Depending on how the sunlight hits the installation the tiles will change from blue to white, which the studio said mimics the appearance of a melting iceberg.
"Once the tiles are glued onto the structure, their glistening surface turns from different shades of blue in the cold to a polar white in the heat, so that the iceberg would appear to progressively melt under the sun," the studio added.
"In addition to offering a stimulating sight, the responsive quality of the structure to its environment addresses in a lighthearted and poetic manner the heavy issue of polar ice melt."
In the centre of the floating installation, there is a set of stairs that leads to a 10-foot-high (three-metre-high) diving platform where campers jump into the water.
At the base of the structure there is an additional diving point set a lower height and an area to sit or sunbathe.
A curved metal railing and series of steps attach to the lower platform for divers and swimmers to climb back on top. To access Iceberg from the shore the campers row to it and tie their boats onto hooks attached to the edge of the structure.

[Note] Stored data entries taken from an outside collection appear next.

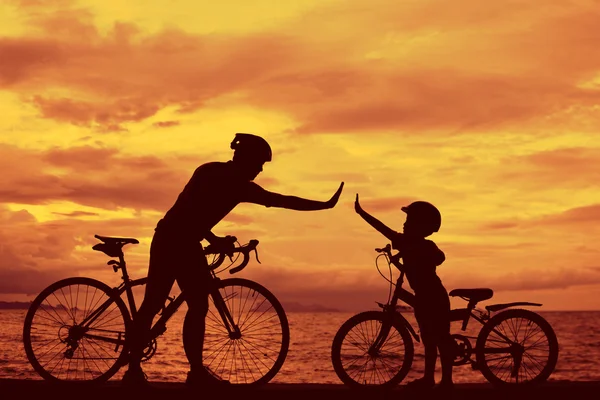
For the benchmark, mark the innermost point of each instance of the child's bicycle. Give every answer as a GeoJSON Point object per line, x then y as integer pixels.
{"type": "Point", "coordinates": [514, 347]}
{"type": "Point", "coordinates": [77, 328]}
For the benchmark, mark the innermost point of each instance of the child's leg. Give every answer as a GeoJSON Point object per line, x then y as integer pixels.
{"type": "Point", "coordinates": [430, 343]}
{"type": "Point", "coordinates": [447, 357]}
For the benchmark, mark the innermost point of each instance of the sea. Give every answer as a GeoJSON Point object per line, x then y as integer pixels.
{"type": "Point", "coordinates": [309, 359]}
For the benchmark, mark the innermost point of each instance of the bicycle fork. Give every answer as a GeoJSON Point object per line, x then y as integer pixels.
{"type": "Point", "coordinates": [232, 328]}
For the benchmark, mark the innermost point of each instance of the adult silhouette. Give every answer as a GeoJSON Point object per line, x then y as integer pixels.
{"type": "Point", "coordinates": [176, 253]}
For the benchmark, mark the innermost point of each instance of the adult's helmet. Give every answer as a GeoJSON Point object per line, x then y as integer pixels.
{"type": "Point", "coordinates": [426, 213]}
{"type": "Point", "coordinates": [249, 146]}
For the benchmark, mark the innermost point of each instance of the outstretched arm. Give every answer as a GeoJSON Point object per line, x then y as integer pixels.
{"type": "Point", "coordinates": [374, 222]}
{"type": "Point", "coordinates": [270, 199]}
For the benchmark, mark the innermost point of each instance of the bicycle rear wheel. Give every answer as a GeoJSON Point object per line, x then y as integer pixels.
{"type": "Point", "coordinates": [358, 362]}
{"type": "Point", "coordinates": [63, 344]}
{"type": "Point", "coordinates": [256, 354]}
{"type": "Point", "coordinates": [529, 355]}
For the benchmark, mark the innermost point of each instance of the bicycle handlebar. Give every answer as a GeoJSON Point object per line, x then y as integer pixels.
{"type": "Point", "coordinates": [245, 250]}
{"type": "Point", "coordinates": [394, 259]}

Iceberg was selected as part of an international design competition hosted annually by the camp and was built on-site in 2019 over a three week period by the campers, aged 10 to 17. Camp programming was cancelled this year due to the coronavirus.
"As architects accustomed to working in an environment where the designer, the client and the users are often three distinct parties, we were stimulated to have the future users play an active role in the building process of the project," the studio said.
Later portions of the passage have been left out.